Feeling fuzzy getting off your flight? Grab a double expresso as you are head over to WHO HQ on Avenue Appia. Outcomes of these meetings will inform WHO’s Director-General and lead to new recommendations from WHO for all countries on the best ways to ensure vaccines improve health and save lives for as many people as possible.
Welcome to SAGE!
IVAC's Delegation at SAGE 2017

From October 17-19, three faculty members from the International Vaccine Access Center (IVAC), of the Johns Hopkins Bloomberg School of Public Health (JHSPH), provided technical expertise and leadership at the annual SAGE meeting, an advisory body formed in 1999 to provide guidance on immunizations to the WHO.
IVAC’s delegation included Director of Epidemiology Bill Moss, Director of Science Maria Deloria Knoll, and IVAC Executive Director Kate O’Brien. The meeting, held in the August Room where WHO’s 34-member Executive Board meets, was attended by about 200 people and included presentations from nine Working Groups. SAGE Working Groups delve in to key immunization-related questions of interest to policymakers around the world.
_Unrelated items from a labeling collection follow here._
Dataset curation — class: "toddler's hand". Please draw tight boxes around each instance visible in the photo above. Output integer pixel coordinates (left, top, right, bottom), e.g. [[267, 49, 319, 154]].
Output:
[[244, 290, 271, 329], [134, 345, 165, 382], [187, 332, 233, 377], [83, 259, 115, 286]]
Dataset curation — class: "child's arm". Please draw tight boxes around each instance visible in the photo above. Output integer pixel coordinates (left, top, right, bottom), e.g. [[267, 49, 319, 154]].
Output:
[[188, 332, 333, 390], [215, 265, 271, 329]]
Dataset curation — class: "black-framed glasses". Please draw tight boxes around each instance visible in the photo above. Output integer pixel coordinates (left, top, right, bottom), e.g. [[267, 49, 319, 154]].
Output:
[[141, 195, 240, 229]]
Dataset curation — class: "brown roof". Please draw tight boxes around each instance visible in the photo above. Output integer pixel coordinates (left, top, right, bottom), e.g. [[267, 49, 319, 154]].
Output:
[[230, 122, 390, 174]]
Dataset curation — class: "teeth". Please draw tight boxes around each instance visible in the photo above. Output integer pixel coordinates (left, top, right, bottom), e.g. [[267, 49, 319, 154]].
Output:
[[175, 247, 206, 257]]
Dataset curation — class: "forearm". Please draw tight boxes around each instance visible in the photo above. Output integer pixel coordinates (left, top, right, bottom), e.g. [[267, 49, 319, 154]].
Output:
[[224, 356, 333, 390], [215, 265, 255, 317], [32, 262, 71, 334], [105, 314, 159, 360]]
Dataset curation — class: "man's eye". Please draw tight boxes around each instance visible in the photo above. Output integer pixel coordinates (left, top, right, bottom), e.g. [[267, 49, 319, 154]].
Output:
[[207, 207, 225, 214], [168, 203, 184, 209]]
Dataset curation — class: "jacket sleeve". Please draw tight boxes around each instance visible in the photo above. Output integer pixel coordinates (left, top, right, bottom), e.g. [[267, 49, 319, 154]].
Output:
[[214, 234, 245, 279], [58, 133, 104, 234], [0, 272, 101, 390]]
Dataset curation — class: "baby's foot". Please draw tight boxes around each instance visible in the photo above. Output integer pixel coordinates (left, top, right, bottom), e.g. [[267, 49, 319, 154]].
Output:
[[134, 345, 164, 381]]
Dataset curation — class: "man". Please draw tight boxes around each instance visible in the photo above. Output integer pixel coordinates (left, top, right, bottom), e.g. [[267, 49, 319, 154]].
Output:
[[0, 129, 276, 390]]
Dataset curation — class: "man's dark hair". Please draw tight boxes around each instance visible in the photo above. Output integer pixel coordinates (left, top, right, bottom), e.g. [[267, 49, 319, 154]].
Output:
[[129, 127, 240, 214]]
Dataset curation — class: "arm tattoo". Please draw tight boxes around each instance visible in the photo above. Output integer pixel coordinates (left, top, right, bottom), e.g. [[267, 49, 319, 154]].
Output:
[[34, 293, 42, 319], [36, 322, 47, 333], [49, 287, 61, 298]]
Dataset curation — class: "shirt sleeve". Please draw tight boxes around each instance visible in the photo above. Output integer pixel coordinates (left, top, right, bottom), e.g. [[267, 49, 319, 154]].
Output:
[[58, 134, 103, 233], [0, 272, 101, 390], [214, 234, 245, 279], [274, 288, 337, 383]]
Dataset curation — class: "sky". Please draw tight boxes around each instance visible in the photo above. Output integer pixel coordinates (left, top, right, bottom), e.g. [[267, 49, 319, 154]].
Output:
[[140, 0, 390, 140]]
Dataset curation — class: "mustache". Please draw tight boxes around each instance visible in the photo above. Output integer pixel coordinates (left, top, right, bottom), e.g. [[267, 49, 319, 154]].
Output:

The Executive Board’s elevated screen helps viewers sitting on multiple tiers follow presentations. Maria’s purple sweater helped people locate her in the immense room.
How did IVAC members at SAGE support policy-making for WHO?
Measles and Rubella
Dr. Moss, who also serves as a Professor in the Departments of Epidemiology, International Health, and Molecular Microbiology and Immunology (MMI) at JHSPH, has been a member of SAGE’s Measles and Rubella Working Group since 2011. Dr. Moss presented evidence supporting a recommendation that people living with HIV do not need to be re-vaccinated against measles if they were not infected with HIV at the time of their measles vaccination in young childhood. This policy has implications on the estimated 34.5 million adults living with HIV infection and on the achievement of measles elimination goals.
Rabies
Dr. O’Brien, who is a Professor in both Departments of International Health and Epidemiology at JHSPH, has served as a SAGE member since 2012 and has participated in multiple Working Groups over the past four years. This year Dr. O’Brien chaired the SAGE Working Group on rabies vaccines and rabies immunoglobulins, which are antibodies that recognize and bind to the rabies virus to destroy it. Sidebar… Dr. O’Brien’s analysis of rabies vaccine policy became personally relevant during a holiday in Mexico: a bat flew into her son Jack’s face and sent them on a complicated journey to locate rabies immune globulin and vaccine (fortunately, they found them both and Jack remains healthy!).
Pneumococcal conjugate vaccine
Dr. O’Brien also co-led the Pneumococcal Conjugate Vaccines Working Group (more about this below). During this meeting, Dr. Knoll, who serves as an Associate Scientist in the JHSPH Department of International Health, presented on a review IVAC authored of over 200 studies assessing the effect of both of WHO’s recommended dosing schedules on vaccine-type disease, or the strains of pneumococcus included in the 10- and 13-valent conjugate vaccines.
Recommendations to WHO Director-General
Dr. O’Brien and the other 14 members of SAGE—each representing a different institution and country—considered the evidence and made formal recommendations to WHO. For example, based on the evidence presented, SAGE concluded that both WHO-recommended PCV schedules have a substantial impact on reducing vaccine-type disease. All evidence presented during the meeting is available in the Yellow Book.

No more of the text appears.